# Have they fixed the Churchill design?



## alawoodman (Jun 3, 2010)

I quit making Churchills because practically every one I made  broke when somebody dropped it because of the plastic fitting where the  point screws into the barrell. Have they modified that design? I've been turning Barons instead, and they sell great, especially to women, but I wish there were more to grip near the point.


----------



## jskeen (Jun 3, 2010)

Well, It depends.  Yes, the manufacturer has come out with a metal fitting to replace the plastic one.  Did they retrofit every kit out there on every resellers shelf?  No.  Can you still get stuck with a plastic part if you don't specifically ask?  You Bet.  

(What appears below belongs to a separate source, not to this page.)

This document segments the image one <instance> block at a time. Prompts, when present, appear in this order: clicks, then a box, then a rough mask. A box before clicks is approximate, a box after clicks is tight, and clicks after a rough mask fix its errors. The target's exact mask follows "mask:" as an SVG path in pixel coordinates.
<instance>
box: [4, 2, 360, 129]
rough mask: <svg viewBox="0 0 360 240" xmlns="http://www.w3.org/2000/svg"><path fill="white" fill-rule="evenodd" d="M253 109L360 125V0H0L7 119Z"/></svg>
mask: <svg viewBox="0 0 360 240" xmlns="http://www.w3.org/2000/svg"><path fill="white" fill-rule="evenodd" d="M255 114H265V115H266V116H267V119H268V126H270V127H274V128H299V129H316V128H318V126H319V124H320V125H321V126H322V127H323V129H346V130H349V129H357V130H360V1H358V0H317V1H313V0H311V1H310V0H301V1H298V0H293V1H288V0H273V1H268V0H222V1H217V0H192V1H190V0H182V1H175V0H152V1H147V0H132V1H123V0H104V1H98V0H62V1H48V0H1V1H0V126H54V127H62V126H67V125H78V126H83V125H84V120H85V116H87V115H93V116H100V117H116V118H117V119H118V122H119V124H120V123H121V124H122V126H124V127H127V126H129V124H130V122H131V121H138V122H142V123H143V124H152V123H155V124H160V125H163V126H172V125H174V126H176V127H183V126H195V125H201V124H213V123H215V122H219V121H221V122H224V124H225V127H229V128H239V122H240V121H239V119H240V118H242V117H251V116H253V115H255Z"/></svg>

Either buy locally where you can check each kit, or buy from a vendor that knows the difference, will tell you before you order what you are getting, and will make it right if they make a mistake.  Like any of the guys here.  Otherwise you just never know.


----------



## alawoodman (Jun 3, 2010)

Thanks. I've always ordered that (until I stopped) from Ariz Silhouette. I'd imagine with the volume Ernie does, he'd have the ones with metal fittings by now, but I can always ask. I'm going to resume doing some Perfect Fits, so I'll have some orders going in to him anyway.


----------



## jskeen (Jun 3, 2010)

If you are making fountain pens, you might want to check that not only are the couplers metal, but that the fountain pen section is the 4 piece metal design as opposed to the 3 piece all plastic body version.  I have had problems with the one piece section/housing style's not holding the nib tightly enough to the feed, and causing problems as well.


----------



## MartinPens (Jun 4, 2010)

www.BereaHardwoods.com

Every Churchill kit has the single metal nib holder. They also include the plastic one, but I'm not sure why. I have a stack of plastic ones. Maybe some day I'll find a use for them.

I only order from Berea Hardwoods for this very reason. They are cheaper on shipping than most places too.

Martin


----------



## zig613 (Jun 4, 2010)

Try Anthony at the Golden Nib... the best prices for the Churchill gold TN (includes the new metal nib coupler) http://www.thegoldennib.com/index.php?main_page=index&cPath=22_29.  Plus great service.


----------